Using only driver api, for example, I have a profiling with single process below(cuCtxCreate), cuCtxCreate overhead is nearly comparable to 300MB data copy to/from GPU:
In CUDA documentation here, it says(for cuDevicePrimaryCtxRetain) Retains the primary context on the device, creating it **if necessary**
. Is this an expected behavior for repeated calls to same process from command line(such as running a process 1000 times for explicitly processing 1000 different input images)? Does device need CU_COMPUTEMODE_EXCLUSIVE_PROCESS to work as intended(re-use same context when called multiple times)?

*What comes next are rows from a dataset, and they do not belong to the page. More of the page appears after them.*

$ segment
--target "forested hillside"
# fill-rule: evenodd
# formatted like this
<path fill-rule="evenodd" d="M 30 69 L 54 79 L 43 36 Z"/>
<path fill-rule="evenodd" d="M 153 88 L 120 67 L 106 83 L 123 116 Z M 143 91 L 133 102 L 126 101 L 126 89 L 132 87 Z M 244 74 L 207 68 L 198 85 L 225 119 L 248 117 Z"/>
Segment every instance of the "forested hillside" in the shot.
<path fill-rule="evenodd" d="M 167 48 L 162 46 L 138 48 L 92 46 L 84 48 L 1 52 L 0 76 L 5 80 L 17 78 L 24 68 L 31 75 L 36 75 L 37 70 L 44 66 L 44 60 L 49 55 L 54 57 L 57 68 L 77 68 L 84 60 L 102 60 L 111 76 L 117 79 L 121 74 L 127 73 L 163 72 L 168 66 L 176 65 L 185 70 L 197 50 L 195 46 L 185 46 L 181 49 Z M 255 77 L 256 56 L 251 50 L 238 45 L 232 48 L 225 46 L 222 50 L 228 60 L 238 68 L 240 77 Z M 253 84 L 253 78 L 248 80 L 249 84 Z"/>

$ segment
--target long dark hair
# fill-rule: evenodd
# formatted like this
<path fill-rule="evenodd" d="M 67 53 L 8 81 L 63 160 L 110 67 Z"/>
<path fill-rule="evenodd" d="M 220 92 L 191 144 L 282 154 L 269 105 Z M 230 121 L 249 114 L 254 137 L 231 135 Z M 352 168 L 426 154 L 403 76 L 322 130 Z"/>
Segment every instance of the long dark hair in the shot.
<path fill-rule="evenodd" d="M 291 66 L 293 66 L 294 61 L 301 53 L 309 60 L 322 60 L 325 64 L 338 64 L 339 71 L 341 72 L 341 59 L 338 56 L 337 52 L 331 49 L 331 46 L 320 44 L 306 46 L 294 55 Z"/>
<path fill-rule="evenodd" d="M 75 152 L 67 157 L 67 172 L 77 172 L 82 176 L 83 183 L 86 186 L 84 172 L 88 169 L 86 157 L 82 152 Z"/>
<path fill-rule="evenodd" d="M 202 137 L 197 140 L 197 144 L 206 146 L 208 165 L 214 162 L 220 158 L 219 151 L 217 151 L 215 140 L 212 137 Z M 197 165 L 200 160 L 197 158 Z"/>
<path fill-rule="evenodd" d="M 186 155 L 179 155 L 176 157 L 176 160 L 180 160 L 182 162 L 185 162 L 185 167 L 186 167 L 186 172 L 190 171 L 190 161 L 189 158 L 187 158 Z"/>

For now, upper image is same even if I call that process multiple times. Even without using profiler, timings show around 1second completion time.
Edit: According the documentation, primary context is one per device per process
. Does this mean there won't be a problem when using multiple threaded single application?
What is re-use time limit for primary context? Is 1 second between processes okay or does it have to be miliseconds to keep primary context alive?
I'm already caching ptx codes into a file so the only remaining overhead looks like cuMemAlloc(), malloc() and cuMemHostRegister()
so re-using latest context from last call to same process would optimize timings good.
Edit-2: Documentation says The caller must call cuDevicePrimaryCtxRelease() when done using the context.
for cuDevicePrimaryCtxRetain
. Is caller here any process? Can I just use retain in first called process and use release on the last called process in a list of hundreds of sequentally called processes? Does system need a reset if last process couldn't be launched and cuDevicePrimaryCtxRelease
not called?
Edit-3:
Is primary context intended for this?
process-1: retain (creates)
process-2: retain (re-uses)
...
process-99: retain (re-uses)
process-100: 1 x retain and 100 x release (to decrease counter and unload at last)
- Everything is compiled for sm_30 and device is Grid K520.
- GPU was at boost frequency during cuCtxCreate()
- Project was 64-bit(release mode) compiled on a windows server 2016 OS and CUDA driver installation with windows-7 compatibility(this was the only way working for K520 + windows_server_2016)